A Mad, Bad, and Dangerous People?
Title | A Mad, Bad, and Dangerous People? PDF eBook |
Author | Boyd Hilton |
Publisher | Oxford University Press |
Total Pages | 784 |
Release | 2008-06-19 |
Genre | Business & Economics |
ISBN | 0199218919 |
In a period scarred by apprehensions of revolution, war, invasion, poverty and disease, elite members of society lived in fear of revolt. Boyd Hilton examines the changes in society between 1783-1846 and the transformations from raffish and rakish behaviour to the new norms of Victorian respectability.
Textures of Irish America
Title | Textures of Irish America PDF eBook |
Author | Lawrence J. McCaffrey |
Publisher | Syracuse University Press |
Total Pages | 292 |
Release | 1998-10-01 |
Genre | Social Science |
ISBN | 9780815605218 |
The "textures" of the Irish-American experience have been manifold, greatly influencing this country's economic, social, and cultural development over the past two centuries. Unlike that of many other European immigrants, the Irish journey to America was viewed largely as a one-way trip.
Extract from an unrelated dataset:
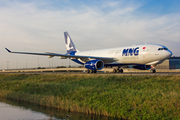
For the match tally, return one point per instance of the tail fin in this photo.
(70, 47)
They quickly adjusted to America, soon becoming citizens and active participants in politics. By the end of the 19th century, they dominated not only most American cities but also sports, especially baseball, and many were prominent in show business. In this entertaining study of one of America's most engaging and controversial groups, Lawrence McCaffrey reveals how the Irish adapted to urban life, progressing from unskilled working class to solid middle class. Denied power and influence in business and commerce, they achieved both through politics and the Catholic church. In addition to politicians and churchmen, McCaffrey discusses the roles of writers such as Finley Peter Dunne, James T. Farrell, Eugene O'Neill, J.F. Powers, Edwin O'Connor, William Kennedy, Elizabeth Cullinan, Tom Flanagan, Thomas Fleming, Jimmy Breslin, and John Gregory Dunne, as well as such film stars as Jimmy Cagney, Bing Crosby. Grace and Gene Kelly, and Spencer Tracy. McCaffrey completes the story with a look at the role of Irish nationalism in developing the personality of Irish America and in liberating Ireland from British colonialism. The result of some forty years of thinking and writing about Irish-American life, McCaffrey's Textures will appeal to scholars and general readers alike and may very well becomes the standard work on Irish America.